Ces deux gars sont des légendes de Youtube et de Newgrounds. Ils ont fait leurs armes dans l'animation flash indépendante, là où il n'y a aucune censure et aucune règle. Ils ont pris cette énergie anarchique du web et ont réussi l'exploit de la transposer à la télévision sans la diluer. C'est une victoire pour tous les créateurs indépendants.
L'esthétique du "Mixed Media" : Une claque visuelle
Ce qui frappe immédiatement (et qui cartonne sur TikTok en ce moment), c'est leur refus de choisir un seul style.
Dans un monde où tout est calibré, Smiling Friends mélange tout. La majorité est en 2D classique, mais soudainement, un personnage apparaît en 3D grotesque, en stop-motion, ou même en prise de vue réelle.
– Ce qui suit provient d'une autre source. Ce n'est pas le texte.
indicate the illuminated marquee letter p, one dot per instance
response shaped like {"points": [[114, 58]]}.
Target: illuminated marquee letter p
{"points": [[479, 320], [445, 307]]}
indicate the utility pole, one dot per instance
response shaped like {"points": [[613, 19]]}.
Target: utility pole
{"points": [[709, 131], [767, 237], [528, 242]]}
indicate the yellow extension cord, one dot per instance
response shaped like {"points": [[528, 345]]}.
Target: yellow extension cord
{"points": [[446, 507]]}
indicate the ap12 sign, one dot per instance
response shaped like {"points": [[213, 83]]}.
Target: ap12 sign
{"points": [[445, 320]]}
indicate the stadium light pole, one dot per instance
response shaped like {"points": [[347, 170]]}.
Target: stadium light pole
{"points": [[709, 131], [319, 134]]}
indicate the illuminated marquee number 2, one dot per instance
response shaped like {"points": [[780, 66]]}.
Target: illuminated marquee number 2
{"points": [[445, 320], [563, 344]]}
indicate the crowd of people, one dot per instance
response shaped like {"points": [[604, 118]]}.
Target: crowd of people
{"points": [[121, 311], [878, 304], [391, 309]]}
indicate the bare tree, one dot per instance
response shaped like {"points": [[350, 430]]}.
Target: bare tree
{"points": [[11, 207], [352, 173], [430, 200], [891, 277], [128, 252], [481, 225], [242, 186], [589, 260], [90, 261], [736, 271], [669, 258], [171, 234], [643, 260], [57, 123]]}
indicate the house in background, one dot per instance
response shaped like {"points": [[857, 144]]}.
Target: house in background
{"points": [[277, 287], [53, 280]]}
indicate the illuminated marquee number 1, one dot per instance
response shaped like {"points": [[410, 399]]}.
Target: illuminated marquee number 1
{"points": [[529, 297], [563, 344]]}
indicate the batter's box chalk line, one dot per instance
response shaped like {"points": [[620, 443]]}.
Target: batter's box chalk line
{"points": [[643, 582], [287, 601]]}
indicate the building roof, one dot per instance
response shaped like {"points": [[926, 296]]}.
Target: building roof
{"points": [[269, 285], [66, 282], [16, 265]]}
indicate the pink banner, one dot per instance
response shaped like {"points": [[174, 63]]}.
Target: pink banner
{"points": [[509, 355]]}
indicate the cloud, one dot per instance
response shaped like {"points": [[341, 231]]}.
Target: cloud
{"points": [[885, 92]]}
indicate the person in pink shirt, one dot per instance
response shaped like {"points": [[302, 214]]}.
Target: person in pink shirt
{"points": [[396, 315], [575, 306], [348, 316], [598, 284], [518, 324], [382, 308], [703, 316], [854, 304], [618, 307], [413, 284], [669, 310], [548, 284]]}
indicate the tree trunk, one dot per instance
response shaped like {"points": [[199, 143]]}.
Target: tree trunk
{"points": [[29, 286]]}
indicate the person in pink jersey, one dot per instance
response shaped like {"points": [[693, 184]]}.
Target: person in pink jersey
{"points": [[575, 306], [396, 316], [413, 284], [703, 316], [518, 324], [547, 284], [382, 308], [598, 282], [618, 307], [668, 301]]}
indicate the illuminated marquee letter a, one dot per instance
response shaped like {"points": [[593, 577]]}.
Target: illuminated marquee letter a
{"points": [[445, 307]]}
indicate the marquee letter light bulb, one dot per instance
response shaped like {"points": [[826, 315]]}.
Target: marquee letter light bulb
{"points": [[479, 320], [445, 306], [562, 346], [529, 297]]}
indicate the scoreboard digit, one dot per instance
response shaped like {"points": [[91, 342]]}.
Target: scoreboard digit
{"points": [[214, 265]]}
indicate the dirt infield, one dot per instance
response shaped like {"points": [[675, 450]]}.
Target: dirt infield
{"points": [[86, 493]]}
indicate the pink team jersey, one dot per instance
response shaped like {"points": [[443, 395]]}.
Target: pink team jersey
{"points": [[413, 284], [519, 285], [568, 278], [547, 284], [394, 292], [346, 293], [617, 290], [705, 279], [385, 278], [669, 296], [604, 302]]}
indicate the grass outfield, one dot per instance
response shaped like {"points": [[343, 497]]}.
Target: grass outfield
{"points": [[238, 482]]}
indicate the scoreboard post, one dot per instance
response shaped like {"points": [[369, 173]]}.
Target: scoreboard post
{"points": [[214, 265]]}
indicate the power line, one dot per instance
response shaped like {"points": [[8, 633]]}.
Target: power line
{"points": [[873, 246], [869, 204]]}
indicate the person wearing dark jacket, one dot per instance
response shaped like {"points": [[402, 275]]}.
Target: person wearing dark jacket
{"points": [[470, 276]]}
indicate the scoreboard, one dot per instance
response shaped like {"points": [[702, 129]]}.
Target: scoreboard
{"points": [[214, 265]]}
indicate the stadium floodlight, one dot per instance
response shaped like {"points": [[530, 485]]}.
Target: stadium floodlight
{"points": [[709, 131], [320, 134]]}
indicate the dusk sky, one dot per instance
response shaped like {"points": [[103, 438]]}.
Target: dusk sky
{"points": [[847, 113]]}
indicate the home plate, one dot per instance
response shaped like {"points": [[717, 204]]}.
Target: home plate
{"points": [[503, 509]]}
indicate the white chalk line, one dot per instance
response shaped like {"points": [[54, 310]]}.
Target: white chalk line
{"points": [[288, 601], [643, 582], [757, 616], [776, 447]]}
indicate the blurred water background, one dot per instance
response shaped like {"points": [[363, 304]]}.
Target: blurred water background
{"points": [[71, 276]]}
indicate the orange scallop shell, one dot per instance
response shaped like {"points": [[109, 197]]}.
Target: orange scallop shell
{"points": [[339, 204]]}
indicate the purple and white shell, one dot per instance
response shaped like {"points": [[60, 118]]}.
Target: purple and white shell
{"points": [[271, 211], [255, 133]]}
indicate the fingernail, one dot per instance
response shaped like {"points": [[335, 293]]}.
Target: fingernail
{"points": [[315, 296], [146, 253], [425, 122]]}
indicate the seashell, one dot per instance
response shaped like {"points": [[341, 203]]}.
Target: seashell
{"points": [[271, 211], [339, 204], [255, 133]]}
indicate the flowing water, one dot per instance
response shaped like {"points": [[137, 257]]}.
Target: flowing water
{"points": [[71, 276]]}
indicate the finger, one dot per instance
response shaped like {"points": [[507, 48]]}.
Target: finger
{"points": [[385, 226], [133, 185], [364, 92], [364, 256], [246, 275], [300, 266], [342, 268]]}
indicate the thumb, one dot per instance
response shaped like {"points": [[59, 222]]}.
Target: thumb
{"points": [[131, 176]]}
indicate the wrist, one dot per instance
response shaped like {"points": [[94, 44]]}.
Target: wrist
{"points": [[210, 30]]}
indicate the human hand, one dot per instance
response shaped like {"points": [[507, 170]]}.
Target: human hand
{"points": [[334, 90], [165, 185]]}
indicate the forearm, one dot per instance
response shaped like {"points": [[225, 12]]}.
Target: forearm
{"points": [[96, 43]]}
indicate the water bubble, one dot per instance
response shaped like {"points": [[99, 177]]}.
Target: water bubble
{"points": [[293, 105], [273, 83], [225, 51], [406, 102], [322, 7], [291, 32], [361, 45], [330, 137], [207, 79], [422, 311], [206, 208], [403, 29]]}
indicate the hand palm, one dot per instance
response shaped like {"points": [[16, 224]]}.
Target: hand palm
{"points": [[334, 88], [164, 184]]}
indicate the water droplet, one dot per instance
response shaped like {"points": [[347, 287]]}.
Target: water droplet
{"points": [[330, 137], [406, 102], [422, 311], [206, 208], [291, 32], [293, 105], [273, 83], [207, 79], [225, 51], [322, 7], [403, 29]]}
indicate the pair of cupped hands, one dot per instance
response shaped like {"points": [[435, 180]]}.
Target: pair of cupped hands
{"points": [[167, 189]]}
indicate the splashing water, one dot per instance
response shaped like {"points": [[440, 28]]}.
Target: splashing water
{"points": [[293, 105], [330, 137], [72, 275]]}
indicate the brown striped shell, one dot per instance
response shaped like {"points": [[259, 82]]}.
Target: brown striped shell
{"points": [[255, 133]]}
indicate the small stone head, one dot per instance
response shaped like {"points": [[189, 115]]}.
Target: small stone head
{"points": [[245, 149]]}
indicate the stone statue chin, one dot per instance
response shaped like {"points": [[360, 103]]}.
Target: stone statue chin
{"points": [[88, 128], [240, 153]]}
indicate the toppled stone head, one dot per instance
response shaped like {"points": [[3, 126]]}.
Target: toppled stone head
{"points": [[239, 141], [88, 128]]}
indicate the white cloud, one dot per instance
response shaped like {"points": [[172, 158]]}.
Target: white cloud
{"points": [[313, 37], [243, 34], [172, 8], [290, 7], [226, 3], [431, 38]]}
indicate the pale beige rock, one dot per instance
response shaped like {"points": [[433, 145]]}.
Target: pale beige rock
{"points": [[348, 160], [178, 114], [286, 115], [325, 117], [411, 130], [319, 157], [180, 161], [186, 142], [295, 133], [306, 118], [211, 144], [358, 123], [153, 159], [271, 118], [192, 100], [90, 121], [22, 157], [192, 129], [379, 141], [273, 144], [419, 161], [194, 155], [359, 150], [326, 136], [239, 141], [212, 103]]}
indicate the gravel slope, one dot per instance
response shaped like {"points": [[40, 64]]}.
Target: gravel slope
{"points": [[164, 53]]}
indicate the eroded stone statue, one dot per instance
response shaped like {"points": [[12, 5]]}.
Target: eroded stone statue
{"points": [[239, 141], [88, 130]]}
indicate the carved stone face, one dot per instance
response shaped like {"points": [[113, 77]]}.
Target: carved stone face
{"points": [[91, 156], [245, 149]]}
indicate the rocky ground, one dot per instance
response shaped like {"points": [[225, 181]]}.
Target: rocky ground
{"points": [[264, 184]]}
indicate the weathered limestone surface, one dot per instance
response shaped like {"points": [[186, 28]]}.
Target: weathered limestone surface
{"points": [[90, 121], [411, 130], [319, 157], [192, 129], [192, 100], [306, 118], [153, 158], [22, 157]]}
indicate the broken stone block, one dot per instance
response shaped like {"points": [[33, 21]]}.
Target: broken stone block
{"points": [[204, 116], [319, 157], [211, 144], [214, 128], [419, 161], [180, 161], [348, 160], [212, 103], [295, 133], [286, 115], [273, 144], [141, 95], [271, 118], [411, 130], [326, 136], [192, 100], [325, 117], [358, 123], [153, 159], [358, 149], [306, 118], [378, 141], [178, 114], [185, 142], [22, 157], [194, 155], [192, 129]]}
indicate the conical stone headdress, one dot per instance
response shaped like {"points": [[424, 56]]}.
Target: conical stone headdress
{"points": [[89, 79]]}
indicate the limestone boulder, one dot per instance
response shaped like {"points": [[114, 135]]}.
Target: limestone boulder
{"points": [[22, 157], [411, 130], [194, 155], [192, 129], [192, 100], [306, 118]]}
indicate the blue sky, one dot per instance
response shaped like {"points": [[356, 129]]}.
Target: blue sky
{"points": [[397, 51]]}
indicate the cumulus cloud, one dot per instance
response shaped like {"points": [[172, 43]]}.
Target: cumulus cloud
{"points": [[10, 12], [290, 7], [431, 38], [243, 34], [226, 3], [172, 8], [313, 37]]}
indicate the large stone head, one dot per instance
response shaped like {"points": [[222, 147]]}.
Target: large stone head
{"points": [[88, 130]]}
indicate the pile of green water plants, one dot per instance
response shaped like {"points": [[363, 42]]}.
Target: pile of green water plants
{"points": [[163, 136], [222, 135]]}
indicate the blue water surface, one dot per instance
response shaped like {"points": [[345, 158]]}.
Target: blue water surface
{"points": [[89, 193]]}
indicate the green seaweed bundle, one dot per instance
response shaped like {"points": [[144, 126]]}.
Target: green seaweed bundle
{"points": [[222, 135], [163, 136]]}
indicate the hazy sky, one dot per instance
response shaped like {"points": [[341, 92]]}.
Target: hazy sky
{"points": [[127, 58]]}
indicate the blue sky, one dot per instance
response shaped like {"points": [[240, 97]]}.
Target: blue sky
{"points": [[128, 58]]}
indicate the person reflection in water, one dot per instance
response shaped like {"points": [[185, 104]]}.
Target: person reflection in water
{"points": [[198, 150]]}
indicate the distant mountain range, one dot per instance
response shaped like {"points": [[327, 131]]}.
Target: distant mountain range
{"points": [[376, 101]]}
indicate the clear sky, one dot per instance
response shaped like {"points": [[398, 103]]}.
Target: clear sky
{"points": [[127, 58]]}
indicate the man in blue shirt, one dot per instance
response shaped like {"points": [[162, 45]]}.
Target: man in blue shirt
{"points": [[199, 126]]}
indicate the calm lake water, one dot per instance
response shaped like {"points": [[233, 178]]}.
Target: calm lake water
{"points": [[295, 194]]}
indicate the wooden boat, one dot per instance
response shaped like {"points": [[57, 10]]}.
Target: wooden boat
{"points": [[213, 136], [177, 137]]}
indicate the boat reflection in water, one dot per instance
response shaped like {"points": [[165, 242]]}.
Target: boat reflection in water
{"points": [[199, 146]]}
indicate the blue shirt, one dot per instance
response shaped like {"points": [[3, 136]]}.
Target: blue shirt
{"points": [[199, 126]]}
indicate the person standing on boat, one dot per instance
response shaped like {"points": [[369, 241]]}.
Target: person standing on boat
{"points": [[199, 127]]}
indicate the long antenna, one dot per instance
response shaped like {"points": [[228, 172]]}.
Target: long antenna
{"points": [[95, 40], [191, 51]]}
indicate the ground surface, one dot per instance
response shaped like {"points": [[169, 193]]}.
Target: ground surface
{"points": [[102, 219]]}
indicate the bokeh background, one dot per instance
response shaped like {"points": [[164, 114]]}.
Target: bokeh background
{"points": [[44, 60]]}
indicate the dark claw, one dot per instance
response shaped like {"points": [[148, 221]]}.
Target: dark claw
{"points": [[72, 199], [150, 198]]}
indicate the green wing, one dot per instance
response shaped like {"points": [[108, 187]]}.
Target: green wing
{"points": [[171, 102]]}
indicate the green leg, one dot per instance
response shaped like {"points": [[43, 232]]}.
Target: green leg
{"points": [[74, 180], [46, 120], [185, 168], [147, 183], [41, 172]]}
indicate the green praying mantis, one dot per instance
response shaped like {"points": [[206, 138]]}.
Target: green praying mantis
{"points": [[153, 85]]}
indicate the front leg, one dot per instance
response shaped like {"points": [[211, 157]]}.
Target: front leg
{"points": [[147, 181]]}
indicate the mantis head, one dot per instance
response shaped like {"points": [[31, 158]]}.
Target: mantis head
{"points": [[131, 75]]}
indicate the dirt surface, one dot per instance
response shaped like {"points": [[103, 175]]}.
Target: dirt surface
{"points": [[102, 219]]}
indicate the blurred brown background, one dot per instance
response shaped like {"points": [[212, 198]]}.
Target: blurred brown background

Vous vous souvenez de ce que je disais sur l'audace ? Ici, si un personnage est censé être "réel" ou dérangeant, il est littéralement filmé ou rotoscopé. Ça crée un malaise hilarant. C'est une rupture visuelle constante qui garde le spectateur en alerte. Ils utilisent le médium de l'animation non pas pour faire joli, mais pour surprendre. C'est du génie technique au service de la blague.
L'Ironie au service du fond
Le concept est simple : une petite entreprise (Pim et Charlie) dédiée à faire sourire les gens. Mais le monde dans lequel ils évoluent est cynique, sale et déprimant.
C'est là que la série devient brillante. Sous couvert de blagues absurdes et de créatures bizarres, ils abordent des sujets lourds : la dépression, le burnout, les relations toxiques, la célébrité déchue. L'écriture est "pin point". Les dialogues sont naturels, les personnages se coupent la parole, bafouillent... on dirait de vraies conversations captées dans un délire fiévreux.
C'est cette complexité qui m'inspire. Ils traitent le spectateur comme un adulte intelligent capable de comprendre plusieurs niveaux d'ironie.
Pourquoi Max Doré aime ?
Parce que Smiling Friends prouve qu'on n'a pas besoin d'un budget de blockbuster pour marquer les esprits. Il faut une vision.
Zach et Michael ont créé un univers où tout est possible. Ils nous rappellent que dans la création de contenu, que ce soit pour un Podcast ou une série télé, la personnalité bat toujours la perfection technique.